As it begins to lift HFC sales freeze.

NBN Co will flip a portion of its planned HFC network into the fibre-to-the-curb footprint but it will not abandon HFC altogether.

The company has been the subject of weeks of industry rumours of a large-scale change to its rollout plans, fuelled by delays to its HFC remediation project and a long pause in updating its official map.

A change will be confirmed when NBN Co CTO Ray Owen addresses the CommsDay Summit in Sydney this morning, though it is not as far-reaching as rumoured.

NBN Co will start by flipping 440,000 premises from HFC and FTTN over to the FTTC footprint.

The number isn’t broken down, but is understood to largely consist of premises in Telstra HFC-cabled areas that do not have a lead-in (“in-fill”), or that are currently just outside a Telstra HFC network border but were intended to be added (“extension”).

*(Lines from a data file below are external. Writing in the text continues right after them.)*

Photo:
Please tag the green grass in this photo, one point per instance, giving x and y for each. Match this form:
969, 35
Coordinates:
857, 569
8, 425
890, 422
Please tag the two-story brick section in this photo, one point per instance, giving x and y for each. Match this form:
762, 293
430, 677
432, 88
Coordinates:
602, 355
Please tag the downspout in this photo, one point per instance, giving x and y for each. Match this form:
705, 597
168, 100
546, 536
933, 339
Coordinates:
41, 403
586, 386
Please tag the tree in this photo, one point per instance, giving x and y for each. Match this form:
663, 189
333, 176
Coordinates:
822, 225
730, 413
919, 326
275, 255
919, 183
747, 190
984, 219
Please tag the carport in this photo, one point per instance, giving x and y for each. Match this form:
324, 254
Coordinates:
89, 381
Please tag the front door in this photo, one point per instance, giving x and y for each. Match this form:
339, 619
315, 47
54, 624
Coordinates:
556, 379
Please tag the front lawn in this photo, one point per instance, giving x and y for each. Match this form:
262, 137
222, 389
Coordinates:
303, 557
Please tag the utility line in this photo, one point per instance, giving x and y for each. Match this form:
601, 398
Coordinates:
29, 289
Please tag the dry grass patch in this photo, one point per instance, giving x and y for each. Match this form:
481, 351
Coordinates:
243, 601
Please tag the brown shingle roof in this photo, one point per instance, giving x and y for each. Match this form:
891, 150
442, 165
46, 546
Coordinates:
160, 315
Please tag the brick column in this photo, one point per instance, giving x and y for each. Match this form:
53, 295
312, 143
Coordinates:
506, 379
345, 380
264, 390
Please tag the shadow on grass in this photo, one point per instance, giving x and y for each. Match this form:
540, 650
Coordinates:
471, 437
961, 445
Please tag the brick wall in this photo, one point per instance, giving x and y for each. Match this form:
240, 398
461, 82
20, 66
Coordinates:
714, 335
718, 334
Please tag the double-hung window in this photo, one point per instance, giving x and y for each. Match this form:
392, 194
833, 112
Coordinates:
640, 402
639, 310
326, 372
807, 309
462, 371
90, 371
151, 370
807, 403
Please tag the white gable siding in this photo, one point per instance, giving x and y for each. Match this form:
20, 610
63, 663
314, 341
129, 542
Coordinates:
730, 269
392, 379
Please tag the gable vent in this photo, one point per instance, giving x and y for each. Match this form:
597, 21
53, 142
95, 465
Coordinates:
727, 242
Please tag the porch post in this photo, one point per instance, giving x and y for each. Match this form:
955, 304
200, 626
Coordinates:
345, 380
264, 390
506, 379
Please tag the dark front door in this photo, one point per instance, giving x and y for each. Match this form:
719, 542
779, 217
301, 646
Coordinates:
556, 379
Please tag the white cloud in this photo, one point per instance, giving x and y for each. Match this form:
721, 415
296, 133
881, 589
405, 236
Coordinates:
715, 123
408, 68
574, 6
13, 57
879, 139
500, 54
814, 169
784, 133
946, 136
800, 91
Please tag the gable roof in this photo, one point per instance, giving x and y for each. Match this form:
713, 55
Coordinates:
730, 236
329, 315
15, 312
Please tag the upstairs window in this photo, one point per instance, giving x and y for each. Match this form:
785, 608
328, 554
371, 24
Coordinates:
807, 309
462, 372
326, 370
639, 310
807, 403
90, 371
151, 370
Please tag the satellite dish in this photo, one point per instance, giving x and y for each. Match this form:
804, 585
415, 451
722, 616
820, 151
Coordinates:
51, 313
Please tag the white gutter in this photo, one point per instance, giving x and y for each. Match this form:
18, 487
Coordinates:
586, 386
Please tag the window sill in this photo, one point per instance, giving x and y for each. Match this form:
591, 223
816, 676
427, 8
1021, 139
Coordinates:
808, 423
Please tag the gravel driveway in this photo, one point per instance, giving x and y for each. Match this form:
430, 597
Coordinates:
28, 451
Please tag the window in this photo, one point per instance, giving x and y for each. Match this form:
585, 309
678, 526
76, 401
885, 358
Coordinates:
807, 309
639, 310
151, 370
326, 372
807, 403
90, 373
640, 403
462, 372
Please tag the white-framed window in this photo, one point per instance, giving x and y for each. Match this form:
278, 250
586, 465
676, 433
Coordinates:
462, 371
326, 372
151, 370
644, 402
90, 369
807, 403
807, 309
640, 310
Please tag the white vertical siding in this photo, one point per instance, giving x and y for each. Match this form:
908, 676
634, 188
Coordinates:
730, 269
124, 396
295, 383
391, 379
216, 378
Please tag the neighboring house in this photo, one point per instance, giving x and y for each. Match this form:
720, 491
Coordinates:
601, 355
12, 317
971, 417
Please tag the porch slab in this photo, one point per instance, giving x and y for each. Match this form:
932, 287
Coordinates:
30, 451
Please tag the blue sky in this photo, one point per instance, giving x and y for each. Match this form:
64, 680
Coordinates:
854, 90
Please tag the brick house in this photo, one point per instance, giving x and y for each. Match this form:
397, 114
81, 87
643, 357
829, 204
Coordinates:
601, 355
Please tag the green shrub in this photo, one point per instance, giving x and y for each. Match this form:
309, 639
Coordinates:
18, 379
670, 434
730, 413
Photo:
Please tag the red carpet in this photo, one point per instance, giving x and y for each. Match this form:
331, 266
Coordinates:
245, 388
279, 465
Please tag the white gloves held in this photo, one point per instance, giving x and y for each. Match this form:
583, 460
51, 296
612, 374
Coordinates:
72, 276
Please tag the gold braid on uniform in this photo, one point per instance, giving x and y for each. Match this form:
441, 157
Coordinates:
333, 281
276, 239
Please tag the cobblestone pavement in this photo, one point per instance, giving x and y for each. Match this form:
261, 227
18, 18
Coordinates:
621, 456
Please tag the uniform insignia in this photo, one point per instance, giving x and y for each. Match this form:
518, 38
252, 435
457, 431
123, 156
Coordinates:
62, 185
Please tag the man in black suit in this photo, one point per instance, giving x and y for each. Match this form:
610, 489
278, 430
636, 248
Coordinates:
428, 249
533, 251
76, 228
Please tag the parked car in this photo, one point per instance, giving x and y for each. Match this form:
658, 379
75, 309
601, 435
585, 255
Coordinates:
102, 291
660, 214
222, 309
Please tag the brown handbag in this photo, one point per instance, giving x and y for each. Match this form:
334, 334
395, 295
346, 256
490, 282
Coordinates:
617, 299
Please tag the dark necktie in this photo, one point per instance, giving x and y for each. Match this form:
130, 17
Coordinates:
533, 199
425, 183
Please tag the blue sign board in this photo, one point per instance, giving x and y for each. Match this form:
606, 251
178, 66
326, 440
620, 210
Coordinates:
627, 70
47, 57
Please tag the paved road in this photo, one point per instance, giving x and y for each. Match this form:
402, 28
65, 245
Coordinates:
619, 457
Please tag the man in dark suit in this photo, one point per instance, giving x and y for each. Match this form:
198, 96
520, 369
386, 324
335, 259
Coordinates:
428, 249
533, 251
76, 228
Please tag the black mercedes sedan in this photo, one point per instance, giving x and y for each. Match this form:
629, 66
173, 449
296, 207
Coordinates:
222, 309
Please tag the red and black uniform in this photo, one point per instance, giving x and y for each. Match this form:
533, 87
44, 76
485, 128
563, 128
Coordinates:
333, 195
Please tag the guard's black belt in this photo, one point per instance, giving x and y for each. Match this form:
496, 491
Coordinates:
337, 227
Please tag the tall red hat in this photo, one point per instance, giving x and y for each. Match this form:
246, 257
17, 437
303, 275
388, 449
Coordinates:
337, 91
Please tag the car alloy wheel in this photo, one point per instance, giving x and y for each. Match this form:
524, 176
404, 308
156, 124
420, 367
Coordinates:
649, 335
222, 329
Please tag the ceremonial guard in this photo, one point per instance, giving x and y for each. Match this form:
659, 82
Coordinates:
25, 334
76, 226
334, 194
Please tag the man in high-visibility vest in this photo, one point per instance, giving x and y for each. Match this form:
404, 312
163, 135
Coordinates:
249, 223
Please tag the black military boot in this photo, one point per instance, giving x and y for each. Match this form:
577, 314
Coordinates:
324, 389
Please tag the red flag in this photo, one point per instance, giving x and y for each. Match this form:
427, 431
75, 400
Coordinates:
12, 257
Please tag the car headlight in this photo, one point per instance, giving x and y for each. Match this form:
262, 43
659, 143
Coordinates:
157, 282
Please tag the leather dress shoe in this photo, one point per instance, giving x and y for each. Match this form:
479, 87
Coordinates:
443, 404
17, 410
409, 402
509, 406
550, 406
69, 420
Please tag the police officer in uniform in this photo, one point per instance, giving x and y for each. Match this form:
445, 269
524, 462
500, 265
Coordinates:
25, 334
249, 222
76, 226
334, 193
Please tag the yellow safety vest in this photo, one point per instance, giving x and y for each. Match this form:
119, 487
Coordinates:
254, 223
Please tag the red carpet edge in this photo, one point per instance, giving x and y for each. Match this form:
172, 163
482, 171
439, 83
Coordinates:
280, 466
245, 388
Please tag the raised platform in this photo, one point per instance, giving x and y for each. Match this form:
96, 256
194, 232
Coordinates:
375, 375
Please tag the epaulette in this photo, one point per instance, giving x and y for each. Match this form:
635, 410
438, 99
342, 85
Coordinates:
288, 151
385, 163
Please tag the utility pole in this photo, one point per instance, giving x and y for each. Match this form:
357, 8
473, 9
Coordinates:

The change does not affect any premises caught up in the HFC freeze at this stage, though iTnews understands some “frozen” premises could be flipped to FTTC in future.

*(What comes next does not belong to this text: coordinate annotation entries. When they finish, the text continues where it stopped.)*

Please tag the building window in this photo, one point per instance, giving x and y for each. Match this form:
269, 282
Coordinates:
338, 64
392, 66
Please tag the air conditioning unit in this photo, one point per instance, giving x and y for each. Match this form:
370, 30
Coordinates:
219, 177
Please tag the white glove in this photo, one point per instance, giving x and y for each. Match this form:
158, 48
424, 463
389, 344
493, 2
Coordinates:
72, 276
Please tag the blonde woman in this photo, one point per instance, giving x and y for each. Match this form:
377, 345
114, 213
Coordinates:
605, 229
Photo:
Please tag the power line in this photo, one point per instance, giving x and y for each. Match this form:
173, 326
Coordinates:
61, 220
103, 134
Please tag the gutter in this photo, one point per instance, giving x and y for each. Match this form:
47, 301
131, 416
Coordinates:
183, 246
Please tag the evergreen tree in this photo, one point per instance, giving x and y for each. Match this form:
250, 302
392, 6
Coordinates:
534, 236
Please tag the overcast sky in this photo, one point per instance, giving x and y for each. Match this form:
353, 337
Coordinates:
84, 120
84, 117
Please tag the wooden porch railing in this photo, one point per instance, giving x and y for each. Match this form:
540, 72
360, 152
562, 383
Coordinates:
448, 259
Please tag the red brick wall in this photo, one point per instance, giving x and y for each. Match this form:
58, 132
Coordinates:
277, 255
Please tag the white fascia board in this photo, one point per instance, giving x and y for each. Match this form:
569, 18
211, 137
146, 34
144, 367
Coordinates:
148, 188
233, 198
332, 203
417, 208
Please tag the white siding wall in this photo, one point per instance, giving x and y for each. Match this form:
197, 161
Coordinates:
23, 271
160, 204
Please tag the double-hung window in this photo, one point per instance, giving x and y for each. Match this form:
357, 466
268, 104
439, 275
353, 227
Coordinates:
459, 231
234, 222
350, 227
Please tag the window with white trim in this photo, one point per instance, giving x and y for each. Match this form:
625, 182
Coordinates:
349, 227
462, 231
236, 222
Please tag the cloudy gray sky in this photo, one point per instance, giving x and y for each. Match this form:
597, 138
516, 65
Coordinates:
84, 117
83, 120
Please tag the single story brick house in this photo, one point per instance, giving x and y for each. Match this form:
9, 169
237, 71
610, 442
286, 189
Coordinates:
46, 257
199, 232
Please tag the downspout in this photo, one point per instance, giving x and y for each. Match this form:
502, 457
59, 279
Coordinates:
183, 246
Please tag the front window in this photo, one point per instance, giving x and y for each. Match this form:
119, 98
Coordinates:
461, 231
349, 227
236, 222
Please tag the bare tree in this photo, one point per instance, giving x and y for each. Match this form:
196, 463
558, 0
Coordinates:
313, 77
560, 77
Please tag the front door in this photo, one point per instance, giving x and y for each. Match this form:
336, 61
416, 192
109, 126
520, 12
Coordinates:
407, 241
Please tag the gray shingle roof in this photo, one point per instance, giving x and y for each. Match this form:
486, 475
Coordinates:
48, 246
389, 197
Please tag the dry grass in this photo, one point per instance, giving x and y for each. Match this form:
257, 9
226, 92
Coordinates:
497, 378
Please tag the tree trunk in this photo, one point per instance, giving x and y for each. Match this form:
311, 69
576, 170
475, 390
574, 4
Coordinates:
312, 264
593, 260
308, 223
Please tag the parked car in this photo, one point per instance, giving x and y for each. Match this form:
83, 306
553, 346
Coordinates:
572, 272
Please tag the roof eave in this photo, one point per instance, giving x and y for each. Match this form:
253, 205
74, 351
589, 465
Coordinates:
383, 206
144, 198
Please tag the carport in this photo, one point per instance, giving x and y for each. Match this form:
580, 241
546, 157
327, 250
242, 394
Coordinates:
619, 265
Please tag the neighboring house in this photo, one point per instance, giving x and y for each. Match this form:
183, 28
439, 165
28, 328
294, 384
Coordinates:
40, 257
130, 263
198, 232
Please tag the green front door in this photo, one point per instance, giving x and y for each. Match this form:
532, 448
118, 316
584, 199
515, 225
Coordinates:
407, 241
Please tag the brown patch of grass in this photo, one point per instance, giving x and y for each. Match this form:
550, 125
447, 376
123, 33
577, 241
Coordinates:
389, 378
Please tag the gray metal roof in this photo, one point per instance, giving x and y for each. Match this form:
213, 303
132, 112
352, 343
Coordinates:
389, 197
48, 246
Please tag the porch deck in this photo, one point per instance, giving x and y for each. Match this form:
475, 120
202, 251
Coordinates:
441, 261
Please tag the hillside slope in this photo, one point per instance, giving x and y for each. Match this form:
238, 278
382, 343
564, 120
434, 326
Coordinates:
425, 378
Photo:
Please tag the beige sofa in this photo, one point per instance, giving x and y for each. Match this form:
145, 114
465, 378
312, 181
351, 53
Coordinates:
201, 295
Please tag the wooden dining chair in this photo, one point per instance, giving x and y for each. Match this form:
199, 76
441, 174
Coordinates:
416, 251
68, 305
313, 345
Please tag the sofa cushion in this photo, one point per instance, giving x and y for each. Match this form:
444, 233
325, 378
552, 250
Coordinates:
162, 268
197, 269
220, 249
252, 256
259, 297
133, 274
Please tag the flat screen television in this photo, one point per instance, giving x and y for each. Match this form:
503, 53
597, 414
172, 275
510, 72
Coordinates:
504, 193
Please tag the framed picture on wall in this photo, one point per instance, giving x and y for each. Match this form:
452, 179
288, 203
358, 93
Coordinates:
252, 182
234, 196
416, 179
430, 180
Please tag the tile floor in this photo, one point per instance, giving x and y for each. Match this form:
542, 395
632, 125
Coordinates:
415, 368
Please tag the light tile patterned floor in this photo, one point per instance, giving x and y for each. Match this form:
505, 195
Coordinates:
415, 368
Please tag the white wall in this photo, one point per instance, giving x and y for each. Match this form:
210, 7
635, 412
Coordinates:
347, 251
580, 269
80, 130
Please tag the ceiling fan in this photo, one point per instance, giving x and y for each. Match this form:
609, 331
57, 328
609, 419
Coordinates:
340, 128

On that front, NBN Co also said today it will begin to lift the HFC freeze - which affects about 700,000 users - from late April, though progress will be slow.

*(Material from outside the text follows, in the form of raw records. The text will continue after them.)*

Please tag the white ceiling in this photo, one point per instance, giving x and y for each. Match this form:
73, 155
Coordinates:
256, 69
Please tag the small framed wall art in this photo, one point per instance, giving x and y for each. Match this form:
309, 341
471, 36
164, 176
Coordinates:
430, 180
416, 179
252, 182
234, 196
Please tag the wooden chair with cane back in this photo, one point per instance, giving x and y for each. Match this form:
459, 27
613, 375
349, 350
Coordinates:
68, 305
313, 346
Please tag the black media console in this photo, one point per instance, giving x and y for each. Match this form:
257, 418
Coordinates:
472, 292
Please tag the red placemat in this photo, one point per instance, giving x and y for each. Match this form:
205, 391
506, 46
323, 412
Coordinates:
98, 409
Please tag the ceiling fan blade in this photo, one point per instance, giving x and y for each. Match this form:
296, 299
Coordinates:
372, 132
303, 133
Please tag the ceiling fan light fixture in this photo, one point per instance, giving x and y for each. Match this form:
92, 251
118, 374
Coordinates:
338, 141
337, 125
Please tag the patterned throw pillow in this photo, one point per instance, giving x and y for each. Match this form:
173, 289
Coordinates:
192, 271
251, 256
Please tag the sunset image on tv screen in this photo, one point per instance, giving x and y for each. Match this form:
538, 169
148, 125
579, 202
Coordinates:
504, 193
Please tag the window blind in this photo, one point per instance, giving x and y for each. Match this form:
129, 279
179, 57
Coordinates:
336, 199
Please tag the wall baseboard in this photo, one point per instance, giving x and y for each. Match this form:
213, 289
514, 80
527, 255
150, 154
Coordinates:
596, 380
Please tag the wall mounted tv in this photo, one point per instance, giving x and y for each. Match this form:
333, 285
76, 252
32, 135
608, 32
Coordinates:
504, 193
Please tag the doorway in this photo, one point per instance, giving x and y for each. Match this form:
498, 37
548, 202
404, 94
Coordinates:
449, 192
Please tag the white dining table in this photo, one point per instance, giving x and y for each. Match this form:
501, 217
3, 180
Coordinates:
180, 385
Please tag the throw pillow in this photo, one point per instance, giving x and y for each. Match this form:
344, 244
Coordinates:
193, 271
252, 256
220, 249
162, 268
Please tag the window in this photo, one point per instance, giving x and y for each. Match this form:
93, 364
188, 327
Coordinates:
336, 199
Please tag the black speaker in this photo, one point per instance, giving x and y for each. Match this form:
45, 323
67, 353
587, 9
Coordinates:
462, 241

The network builder said it will start by re-releasing just 1000 HFC premises in Sydney and Melbourne to retailers.

It will then follow with “around 38,000 HFC premises by the end of June in select areas across Brisbane, Gold Coast, Sydney, Melbourne, Adelaide and Perth”.

Having only 39,000 of the 700,000 HFC premises unfrozen by the end of the fiscal year is likely to result in some financial restatements.

NBN Co had previously only estimated its financial hit based on the assumption everything would be back online by the end of June.

Making the remainder of the frozen HFC network serviceable will now extend through the back half of the year, based on NBN Co’s projections.

“From July onwards NBN Co expects to significantly ramp up the release of HFC premises to retailers, forecast to hit around 100,000 premises per month,” it said.

NBN Co said in late February it had completed proof-of-concepts in six service area modules for the remediation work required to raise the performance of its HFC network.

It has also continued to build out new portions of the HFC network but not released them for sale.

The timeline for how the HFC network will come back online is to be progressively added to the official NBN map.

The first map update is due around April 18, though it will contain revised dates only for about 200,000 premises that were impacted by the freeze.

The remediation work itself is said to have added about $145 in cost to each premises in the HFC footprint. The most recent cost per premises (CPP) estimate for HFC is $2403.

By contrast, the only CPP estimate ever provided for FTTC is $2900.

The HFC premises to be flipped into FTTC would have cost the company over $2900, as a new lead-in is understood to cost around $1000 extra on average.

However, cost is only one component. Last month, research by the ACMA showed that some HFC customers were left waiting weeks for NBN activation, mostly because they did not have a lead-in cable.

NBN Co is hoping that moving the rest of customers in that situation into the FTTC footprint instead will prove a smoother transition onto the national broadband network.